On Wed, 5 May 2021 09:02:32 -0400, Dave Smith
> wrote:

>On 2021-05-05 1:15 a.m., US Janet wrote:
>> On Tue, 04 May 2021 18:39:51 -0500, "cshenk"

>
>>>> I forgot to mention the hot pepper. I used half a birds eye pepper
>>>> and that seems to give a nice heat without overdoing it. So...
>>>> roughly two cups low sodium broth, one star anise, half a pepper, a
>>>> couple basil leaves, a tsp of low sodium and a squeeze of juice.
>>>> Simmer it for about 5 minutes. I cooked it longer this time because
>>>> of the noodles. Remove the pepper and star anise and server.... or
>>>> leave them in but don't eat them.
>>>
>>> Sounds good!

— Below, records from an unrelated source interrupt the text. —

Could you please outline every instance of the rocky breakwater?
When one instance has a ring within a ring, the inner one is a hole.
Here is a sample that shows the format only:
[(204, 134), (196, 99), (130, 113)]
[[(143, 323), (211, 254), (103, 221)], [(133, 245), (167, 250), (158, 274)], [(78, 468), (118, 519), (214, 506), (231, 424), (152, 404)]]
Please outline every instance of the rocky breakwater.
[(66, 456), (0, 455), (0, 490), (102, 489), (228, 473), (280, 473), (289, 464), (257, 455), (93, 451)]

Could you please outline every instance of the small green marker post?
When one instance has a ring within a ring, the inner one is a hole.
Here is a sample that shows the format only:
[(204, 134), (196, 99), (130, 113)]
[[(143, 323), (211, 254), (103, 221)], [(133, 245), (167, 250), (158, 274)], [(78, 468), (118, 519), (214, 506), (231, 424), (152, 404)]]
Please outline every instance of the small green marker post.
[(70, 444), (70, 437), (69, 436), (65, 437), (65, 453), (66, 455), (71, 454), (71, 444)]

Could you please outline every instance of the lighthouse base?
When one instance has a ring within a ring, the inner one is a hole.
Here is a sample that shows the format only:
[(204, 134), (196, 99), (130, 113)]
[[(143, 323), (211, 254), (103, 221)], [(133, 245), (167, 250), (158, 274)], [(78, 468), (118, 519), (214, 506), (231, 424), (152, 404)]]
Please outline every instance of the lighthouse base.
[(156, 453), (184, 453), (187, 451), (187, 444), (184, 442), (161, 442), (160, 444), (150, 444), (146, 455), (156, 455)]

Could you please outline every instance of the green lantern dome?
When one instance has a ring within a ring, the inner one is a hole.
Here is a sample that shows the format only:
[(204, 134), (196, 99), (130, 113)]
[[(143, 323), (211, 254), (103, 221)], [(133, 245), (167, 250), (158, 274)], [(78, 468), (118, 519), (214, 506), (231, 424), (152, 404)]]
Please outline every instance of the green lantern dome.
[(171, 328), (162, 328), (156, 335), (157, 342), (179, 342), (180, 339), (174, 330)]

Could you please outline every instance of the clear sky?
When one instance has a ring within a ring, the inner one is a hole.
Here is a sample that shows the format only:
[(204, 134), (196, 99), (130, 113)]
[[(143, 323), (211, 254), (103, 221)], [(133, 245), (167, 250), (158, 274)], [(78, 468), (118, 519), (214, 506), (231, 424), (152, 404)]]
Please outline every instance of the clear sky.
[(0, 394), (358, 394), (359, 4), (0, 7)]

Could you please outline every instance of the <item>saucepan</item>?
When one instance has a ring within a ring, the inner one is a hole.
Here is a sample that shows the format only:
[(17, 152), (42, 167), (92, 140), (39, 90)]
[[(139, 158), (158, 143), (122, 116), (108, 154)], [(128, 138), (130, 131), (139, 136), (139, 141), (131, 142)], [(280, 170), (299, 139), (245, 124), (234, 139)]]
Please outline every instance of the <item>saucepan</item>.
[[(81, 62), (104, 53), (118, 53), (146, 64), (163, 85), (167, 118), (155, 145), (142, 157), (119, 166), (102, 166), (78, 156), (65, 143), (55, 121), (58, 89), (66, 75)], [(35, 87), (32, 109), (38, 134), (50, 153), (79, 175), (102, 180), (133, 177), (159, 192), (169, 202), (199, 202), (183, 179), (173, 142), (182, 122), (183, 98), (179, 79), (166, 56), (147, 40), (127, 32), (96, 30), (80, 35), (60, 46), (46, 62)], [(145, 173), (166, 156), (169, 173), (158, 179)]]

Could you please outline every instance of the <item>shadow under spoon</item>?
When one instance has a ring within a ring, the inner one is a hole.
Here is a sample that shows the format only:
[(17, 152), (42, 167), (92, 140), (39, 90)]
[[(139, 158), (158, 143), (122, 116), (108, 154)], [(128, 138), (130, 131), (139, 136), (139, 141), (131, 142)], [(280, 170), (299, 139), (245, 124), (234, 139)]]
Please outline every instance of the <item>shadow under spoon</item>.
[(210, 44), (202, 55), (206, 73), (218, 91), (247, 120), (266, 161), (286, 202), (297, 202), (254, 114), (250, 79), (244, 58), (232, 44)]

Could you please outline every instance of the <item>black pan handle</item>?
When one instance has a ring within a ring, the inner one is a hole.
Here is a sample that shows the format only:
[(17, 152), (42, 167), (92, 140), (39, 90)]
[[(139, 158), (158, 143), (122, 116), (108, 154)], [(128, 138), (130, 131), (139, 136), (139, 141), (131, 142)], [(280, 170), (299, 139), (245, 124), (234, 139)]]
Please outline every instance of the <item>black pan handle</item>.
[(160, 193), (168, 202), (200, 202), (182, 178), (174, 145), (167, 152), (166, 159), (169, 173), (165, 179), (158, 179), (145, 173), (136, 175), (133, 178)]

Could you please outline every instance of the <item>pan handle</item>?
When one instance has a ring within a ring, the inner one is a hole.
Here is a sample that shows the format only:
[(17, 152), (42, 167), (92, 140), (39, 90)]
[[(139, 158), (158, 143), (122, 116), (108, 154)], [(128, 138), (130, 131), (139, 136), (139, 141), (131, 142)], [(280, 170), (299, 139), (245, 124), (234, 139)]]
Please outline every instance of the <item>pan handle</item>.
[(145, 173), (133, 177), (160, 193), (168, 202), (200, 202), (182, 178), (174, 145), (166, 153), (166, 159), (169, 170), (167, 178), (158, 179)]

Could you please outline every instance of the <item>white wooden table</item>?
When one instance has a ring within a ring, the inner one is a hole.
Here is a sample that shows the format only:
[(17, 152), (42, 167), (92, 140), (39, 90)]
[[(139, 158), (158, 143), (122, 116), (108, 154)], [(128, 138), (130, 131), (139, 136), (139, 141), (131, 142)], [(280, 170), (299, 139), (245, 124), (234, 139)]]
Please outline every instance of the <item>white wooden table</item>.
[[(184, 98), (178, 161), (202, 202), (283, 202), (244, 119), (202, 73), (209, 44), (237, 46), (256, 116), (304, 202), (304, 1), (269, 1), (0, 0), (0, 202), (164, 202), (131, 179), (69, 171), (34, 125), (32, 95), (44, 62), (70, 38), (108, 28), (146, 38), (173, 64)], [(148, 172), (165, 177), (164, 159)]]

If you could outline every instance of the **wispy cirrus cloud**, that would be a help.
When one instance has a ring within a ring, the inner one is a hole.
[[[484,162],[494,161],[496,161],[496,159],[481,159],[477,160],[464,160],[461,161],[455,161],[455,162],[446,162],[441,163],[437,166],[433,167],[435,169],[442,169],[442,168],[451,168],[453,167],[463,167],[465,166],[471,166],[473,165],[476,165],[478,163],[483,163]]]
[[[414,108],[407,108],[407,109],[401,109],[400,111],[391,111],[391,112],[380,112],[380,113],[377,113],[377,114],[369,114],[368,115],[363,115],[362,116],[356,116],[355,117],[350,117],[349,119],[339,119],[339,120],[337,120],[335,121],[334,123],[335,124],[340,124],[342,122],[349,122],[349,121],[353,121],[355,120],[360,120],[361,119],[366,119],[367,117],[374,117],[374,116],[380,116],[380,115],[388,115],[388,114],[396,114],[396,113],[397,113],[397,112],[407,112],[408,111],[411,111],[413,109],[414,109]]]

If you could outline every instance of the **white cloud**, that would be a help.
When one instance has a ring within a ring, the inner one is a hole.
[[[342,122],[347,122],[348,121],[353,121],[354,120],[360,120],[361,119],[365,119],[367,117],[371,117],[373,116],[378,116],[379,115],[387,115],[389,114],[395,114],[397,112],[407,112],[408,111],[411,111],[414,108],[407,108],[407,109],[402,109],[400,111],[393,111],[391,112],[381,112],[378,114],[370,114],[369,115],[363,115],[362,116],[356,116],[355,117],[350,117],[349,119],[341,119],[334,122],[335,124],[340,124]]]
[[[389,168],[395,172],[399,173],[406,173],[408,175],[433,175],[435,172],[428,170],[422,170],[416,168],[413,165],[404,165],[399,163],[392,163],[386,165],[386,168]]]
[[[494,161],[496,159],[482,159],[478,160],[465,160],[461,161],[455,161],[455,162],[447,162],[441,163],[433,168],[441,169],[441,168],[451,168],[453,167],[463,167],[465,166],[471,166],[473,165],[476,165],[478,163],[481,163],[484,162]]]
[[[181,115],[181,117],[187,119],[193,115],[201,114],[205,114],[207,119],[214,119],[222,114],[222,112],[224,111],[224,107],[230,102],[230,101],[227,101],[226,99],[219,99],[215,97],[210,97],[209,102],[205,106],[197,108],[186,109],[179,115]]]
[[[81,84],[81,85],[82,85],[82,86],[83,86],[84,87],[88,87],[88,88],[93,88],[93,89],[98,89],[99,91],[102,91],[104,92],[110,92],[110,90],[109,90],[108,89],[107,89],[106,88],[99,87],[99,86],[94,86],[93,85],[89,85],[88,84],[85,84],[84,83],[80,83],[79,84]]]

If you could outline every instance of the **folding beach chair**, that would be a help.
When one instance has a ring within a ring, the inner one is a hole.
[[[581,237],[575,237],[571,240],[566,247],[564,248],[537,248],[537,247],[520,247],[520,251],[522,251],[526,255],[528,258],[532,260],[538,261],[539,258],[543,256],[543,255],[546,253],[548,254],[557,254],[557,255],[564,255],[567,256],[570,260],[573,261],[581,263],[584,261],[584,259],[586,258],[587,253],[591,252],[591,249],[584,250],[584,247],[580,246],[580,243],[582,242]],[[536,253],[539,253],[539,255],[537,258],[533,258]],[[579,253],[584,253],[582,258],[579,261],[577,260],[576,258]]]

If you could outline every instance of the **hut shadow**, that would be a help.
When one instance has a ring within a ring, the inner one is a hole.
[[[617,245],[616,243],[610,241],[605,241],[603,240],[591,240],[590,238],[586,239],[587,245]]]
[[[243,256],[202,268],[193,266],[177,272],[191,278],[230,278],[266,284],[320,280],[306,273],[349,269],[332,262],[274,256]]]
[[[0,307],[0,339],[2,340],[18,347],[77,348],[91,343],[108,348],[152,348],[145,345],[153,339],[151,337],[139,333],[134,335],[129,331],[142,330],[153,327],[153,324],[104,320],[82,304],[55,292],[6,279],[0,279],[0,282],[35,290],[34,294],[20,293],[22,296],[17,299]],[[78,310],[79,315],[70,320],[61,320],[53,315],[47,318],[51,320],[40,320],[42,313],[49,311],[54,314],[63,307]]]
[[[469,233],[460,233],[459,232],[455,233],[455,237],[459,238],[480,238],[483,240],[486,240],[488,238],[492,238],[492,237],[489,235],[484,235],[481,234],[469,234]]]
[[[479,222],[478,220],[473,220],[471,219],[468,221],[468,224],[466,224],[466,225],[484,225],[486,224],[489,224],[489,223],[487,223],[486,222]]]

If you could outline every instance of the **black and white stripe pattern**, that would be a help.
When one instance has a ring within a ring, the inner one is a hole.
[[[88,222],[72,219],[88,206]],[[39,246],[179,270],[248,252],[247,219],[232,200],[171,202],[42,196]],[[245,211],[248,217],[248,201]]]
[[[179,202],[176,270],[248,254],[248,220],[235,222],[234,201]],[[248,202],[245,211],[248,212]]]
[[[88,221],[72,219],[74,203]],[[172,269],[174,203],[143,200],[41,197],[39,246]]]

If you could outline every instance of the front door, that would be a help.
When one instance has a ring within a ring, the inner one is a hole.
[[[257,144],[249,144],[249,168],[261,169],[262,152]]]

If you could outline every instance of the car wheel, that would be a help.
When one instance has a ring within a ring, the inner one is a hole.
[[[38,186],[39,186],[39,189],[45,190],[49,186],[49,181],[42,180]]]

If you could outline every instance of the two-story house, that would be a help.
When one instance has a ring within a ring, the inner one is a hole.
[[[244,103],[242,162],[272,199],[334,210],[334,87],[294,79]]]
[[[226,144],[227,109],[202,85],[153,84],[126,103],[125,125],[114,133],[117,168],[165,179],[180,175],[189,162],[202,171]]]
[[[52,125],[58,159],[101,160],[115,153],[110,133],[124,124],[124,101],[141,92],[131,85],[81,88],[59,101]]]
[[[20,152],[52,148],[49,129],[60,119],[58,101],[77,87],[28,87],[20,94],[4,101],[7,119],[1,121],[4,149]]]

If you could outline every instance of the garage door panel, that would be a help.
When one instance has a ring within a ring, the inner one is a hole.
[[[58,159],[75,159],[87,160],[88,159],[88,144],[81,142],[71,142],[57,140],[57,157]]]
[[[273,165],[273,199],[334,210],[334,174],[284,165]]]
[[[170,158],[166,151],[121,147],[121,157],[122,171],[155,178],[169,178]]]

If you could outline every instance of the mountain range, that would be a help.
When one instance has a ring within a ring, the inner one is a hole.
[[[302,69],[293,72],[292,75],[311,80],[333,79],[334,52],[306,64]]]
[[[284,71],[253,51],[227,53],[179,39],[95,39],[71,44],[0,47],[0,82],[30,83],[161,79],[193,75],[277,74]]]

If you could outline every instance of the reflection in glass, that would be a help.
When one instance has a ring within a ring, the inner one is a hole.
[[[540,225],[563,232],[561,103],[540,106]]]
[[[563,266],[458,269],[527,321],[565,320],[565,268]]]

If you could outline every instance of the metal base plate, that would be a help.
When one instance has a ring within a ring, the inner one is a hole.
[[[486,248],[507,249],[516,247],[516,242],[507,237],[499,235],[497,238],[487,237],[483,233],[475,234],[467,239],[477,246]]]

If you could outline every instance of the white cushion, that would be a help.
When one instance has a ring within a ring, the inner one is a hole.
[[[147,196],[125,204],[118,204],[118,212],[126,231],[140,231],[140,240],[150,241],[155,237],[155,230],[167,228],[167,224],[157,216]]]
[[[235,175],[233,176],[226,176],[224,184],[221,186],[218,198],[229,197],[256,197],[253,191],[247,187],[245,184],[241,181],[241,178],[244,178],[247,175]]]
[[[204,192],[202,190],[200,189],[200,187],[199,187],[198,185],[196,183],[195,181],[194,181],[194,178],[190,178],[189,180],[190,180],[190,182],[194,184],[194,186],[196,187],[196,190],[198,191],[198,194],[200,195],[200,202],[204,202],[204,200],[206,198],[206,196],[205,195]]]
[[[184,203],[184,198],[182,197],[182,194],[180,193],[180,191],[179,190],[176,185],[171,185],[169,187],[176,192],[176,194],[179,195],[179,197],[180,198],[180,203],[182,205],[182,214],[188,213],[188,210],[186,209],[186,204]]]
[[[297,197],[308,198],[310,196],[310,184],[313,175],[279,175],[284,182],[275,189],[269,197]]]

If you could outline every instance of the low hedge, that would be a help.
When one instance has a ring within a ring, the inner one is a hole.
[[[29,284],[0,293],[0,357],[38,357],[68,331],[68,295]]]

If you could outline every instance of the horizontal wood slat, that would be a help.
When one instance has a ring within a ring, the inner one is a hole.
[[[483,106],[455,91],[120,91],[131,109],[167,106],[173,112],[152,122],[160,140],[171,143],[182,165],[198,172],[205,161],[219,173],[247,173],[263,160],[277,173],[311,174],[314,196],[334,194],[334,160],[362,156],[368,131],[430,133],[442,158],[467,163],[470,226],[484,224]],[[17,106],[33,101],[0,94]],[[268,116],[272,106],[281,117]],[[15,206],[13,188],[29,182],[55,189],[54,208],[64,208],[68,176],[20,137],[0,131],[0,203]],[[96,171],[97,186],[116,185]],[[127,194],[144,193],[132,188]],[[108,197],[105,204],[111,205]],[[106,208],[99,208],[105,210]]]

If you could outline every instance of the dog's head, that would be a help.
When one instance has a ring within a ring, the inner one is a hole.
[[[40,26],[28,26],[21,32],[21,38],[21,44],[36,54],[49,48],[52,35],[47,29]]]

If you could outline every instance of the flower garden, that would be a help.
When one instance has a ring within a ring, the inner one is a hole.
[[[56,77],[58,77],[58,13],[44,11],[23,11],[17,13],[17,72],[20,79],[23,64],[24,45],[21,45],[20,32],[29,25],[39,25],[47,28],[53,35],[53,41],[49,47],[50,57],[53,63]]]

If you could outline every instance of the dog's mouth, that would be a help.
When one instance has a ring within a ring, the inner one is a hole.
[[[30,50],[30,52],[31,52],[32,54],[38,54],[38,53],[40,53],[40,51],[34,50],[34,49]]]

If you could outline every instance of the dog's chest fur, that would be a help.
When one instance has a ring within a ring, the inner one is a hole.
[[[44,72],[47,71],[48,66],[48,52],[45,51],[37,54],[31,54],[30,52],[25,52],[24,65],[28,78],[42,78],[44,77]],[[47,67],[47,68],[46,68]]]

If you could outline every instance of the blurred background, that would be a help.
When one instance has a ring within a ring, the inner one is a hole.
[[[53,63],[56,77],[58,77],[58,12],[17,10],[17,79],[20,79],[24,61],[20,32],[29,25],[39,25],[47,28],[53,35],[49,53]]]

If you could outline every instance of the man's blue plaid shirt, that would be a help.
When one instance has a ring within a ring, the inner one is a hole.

I don't have birds eye peppers here but I get the idea of
>>> it. Probably 3/4 inch anaheim pepper worth would work?

>>
>> The Scoville Unit of Birds Eye peppers is in the neighborhood of
>> 100,000, An Anaheim pepper is a mild pepper that can vary from maybe
>> 500 to 1200
>> Watch out for those tiny peppers (birds eye), they're nasty hot
>>

>
>We use them a lot but have to be very careful. I have to cut them very
>finely and get them well distributed in the dish because they are so
>powerful. I have been making this soup for a while and used to finely
>slice the peppers but getting a piece was pretty severe heat. It is
>just too damned odd. Lately I got into the habit of using only half a
>pepper and just simmering it in the soup for a while and then removing
>it. That leaves a nice heat.
>


do you get a flavor from the birds eye or just heat?